I have postgresql data with a composite index of (time, node)
that has been read into a pandas.DataFrame
, where time
is a certain hour on a certain date. I need to create windows that contain all entries within the last two calendar dates (or any arbitrary number of days), for example, beginning at 2022-12-26 00:00:00
and ending on 2022-12-27 23:00:00
, and then perform operations on that window to return a new, resultant DataFrame. The window should then move forward an entire calendar date, which is where I am failing.
| time | node | value |
| --------------------- | ----- | ------ |
| 2022-12-26 00:00:00 | 123 | low |
| 2022-12-26 01:00:00 | 123 | med |
| 2022-12-26 02:00:00 | 123 | low |
| 2022-12-26 03:00:00 | 123 | high |
| ... | ... | ... |
| 2022-12-26 00:00:00 | 999 | low |
| 2022-12-26 01:00:00 | 999 | low |
| 2022-12-26 02:00:00 | 999 | low |
| 2022-12-26 03:00:00 | 999 | med |
| ... | ... | ... |
| 2022-12-27 00:00:00 | 123 | low |
| 2022-12-27 01:00:00 | 123 | med |
| 2022-12-27 02:00:00 | 123 | low |
| 2022-12-27 03:00:00 | 123 | high |
When I use something akin to df.rolling(window=pd.Timedelta('2days')

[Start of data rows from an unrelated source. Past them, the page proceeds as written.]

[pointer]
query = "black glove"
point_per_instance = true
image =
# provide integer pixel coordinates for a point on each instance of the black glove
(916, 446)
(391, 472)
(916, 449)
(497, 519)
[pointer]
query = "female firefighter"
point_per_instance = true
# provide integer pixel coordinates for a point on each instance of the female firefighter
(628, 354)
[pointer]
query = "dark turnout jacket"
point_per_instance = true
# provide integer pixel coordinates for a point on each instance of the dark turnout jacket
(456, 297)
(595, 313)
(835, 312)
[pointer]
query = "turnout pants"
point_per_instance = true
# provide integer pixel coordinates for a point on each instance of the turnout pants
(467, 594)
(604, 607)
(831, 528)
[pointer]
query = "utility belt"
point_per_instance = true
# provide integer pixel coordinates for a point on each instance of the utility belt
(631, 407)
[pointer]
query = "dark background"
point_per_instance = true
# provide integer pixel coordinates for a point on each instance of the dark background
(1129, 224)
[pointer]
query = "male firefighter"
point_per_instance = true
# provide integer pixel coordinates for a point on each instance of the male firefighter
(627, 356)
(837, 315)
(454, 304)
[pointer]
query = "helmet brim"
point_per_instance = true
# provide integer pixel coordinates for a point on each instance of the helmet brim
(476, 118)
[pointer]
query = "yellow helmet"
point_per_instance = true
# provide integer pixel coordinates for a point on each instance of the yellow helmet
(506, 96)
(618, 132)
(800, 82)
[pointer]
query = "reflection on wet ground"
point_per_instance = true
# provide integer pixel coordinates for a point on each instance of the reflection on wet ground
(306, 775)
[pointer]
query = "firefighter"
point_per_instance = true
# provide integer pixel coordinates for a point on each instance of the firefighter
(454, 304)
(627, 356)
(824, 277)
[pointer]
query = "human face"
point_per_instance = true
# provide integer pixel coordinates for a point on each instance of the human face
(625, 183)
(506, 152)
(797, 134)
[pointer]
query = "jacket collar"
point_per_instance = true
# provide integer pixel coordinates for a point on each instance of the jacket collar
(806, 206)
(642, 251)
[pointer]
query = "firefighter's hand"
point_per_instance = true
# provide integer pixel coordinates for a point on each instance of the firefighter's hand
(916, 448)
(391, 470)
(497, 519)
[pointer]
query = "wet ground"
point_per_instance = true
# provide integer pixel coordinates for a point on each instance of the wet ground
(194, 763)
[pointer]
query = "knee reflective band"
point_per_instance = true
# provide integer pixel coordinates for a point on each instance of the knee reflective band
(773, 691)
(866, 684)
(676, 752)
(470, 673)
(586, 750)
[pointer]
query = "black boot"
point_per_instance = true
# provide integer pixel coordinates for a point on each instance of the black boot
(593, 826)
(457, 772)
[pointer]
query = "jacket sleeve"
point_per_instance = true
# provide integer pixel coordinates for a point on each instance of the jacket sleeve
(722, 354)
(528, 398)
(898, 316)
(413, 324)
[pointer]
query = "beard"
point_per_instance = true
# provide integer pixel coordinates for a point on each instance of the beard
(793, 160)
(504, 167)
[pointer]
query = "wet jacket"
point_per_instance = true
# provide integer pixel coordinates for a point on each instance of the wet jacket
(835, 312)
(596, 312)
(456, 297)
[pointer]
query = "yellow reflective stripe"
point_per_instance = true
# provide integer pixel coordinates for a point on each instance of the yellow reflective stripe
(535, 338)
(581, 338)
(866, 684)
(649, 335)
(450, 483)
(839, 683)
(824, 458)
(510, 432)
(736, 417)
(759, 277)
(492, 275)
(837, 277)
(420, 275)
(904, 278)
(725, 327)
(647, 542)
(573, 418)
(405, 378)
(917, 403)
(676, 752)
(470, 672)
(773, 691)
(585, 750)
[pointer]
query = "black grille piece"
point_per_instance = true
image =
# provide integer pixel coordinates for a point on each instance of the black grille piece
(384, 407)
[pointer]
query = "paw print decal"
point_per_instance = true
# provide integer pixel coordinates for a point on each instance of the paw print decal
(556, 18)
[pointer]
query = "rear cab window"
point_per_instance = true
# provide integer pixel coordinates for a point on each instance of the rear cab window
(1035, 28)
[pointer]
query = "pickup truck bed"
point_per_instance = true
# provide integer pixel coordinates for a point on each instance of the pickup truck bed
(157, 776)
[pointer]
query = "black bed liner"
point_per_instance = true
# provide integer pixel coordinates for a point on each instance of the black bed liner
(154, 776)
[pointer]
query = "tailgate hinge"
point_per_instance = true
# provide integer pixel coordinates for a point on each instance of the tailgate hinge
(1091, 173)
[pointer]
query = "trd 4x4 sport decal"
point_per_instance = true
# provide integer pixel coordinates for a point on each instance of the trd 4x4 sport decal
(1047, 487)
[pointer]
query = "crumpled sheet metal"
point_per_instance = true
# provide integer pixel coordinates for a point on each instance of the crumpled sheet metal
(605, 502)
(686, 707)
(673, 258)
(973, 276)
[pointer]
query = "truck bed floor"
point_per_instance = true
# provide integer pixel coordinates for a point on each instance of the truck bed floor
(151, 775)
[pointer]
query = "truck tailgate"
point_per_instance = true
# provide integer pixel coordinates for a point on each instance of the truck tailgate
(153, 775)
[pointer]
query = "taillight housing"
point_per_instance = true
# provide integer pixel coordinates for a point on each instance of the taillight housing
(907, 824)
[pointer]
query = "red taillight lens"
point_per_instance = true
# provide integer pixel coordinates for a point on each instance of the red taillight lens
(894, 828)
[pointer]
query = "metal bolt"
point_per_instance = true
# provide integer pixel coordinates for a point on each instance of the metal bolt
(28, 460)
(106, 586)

, the windows move forward hour-by-hour, as opposed to beginning on the next calendar date.
I've played around with using min_periods
, but it doesn't seem to work with my data, nor would it be acceptable in the long run because the number of expected observations per window is not fixed regardless. The step
parameter also appears to be useless in this case because I am using an offset versus an integer for the window anyways.
Is the behaviour I am looking for doable with pandas.DataFrame.rolling
or must I look elsewhere/write my own windowing function?
Any guidance would be appreciated. Thanks!
So from what I understand, you want to create windows of length ndays
and the next window should start with the next day.
Given some dataframe with 5 days in total in the frequency of 1H between indices:
import pandas as pd
import numpy as np
periods = 23 * 5
df = pd.DataFrame(
{'value': list(range(periods))},
index=pd.date_range('2022-12-16', periods=periods, freq='H')
)
d = np.random.choice(
pd.date_range('2022-12-16', periods=periods, freq='H'),
int(periods * 0.25)
)
df = df.drop(index=d)
df.head(5)
>>> value
2022-12-16 00:00:00 0
2022-12-16 01:00:00 1
2022-12-16 02:00:00 2
2022-12-16 04:00:00 4
2022-12-16 05:00:00 5
I randomly dropped some indices to simulate missing data.
We can use df.resample
(docs) to group the data by days (regardless of missing data):
days = df.resample('1d')
print(days.get_group('2022-12-16'))
>>> value
2022-12-16 00:00:00 0
2022-12-16 01:00:00 1
2022-12-16 02:00:00 2
2022-12-16 04:00:00 4
2022-12-16 05:00:00 5
2022-12-16 06:00:00 6
2022-12-16 07:00:00 7
2022-12-16 08:00:00 8
2022-12-16 09:00:00 9
2022-12-16 11:00:00 11
2022-12-16 12:00:00 12
2022-12-16 13:00:00 13
2022-12-16 14:00:00 14
2022-12-16 15:00:00 15
2022-12-16 17:00:00 17
2022-12-16 18:00:00 18
2022-12-16 19:00:00 19
2022-12-16 21:00:00 21
2022-12-16 22:00:00 22
2022-12-16 23:00:00 23
Now, we only need to iterate over the days in a "sliding" manner. The package more-itertools has some helpful functions, such as windowed and we can easily control the size of the window (here with ndays
):
from more_itertools import windowed
ndays = 2
windows = [
pd.concat([w[1] for w in window])
for window in windowed(days, ndays)
]
Printing the first and last index of each window returns:
for window in windows:
print(window.iloc[[0, -1]])
>>> value
2022-12-16 00:00:00 0
2022-12-17 23:00:00 47
value
2022-12-17 00:00:00 24
2022-12-18 23:00:00 71
value
2022-12-18 00:00:00 48
2022-12-19 23:00:00 95
value
2022-12-19 01:00:00 73
2022-12-20 18:00:00 114
Furthermore, you can set step
in windowed
to control the step size between windows.